NYPD systematically games CompStat, their defect tracking system - OllieJones
http://www.nytimes.com/2011/12/31/nyregion/nypd-leaves-offenses-unrecorded-to-keep-crime-rates-down.html
It looks like a self-defeating practice of bad software development teams has hit the big time. The managers of the police department of New York City are, according to this newspaper article, systematically under-reporting crimes to make themselves look good.  This CompStat system, before they figured out how to manipulate it, was successful at helping the NYPD allocate their officers to where they were really needed.  But no more.
======
GiraffeNecktie
Is this the fate of all management reporting systems? I work for a large
government department that has a project "dashboard" (actually a big ugly mess
o' spreadsheet) that is supposed to show senior executives which projects are
falling behind. Of course, the dashboard is totally gamed to always show
everything as 'green' no matter how far behind and overspent the project is.
The easiest way of doing that is by quietly descoping what used to be critical
requirements (i.e. the stuff that would make it actually usable by the people
on the front line).

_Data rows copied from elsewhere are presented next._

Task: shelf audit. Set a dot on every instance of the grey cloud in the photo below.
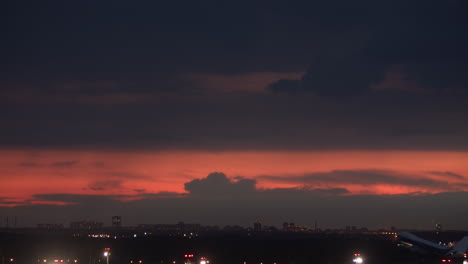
(448, 174)
(368, 177)
(64, 164)
(30, 164)
(218, 184)
(105, 185)
(330, 207)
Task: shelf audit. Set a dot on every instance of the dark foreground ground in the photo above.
(27, 248)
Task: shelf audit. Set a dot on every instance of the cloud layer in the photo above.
(272, 206)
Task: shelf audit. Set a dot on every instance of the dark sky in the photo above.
(308, 107)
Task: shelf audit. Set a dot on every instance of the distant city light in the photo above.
(358, 260)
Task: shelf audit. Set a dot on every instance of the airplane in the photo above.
(426, 247)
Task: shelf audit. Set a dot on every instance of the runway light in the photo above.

The senior executives get their performance bonuses, the
middle managers get promoted, the IT staff get to keep their jobs. Everyone's
happy (except the people who have to use and support these three legged dogs)

------
danso
This is sickening at all levels.

From the police officer who shirks their duty to serve and protect out of
bureaucratic cowardice and laziness. The administrators who don't seem too
curious to find out if the 21st century has yet invented a better, more
convenient way for officers to log crimes. And of course, the politicians and
higher-ups who think that crime numbers can and must perpetually slink toward
zero.

Most alarming is the lack of our authorities to grasp cause and effect and
basic statistics. The article notes that crime has fallen so low that even one
felony causes a stir. I'm just a citizen but even I know that shit happens.
Moreover, when crime reaches a low enough point, policing effectiveness may
not be the main factor in crime occurrence...things like infrastructure (e.g.
night lights) and social spending may be more of a determinant

------
pasbesoin
"This American Life" had a segment some months (a few years?) back that
covered this from the perspective of a cop who documented it and was
ultimately, incorrectly committed to a mental hospital by his superiors in a
horrible attempt at intimidation and control.

Absolutely disgusting. But also part of a number of things / instances of
reporting that have made clear to me that such things are not unusual.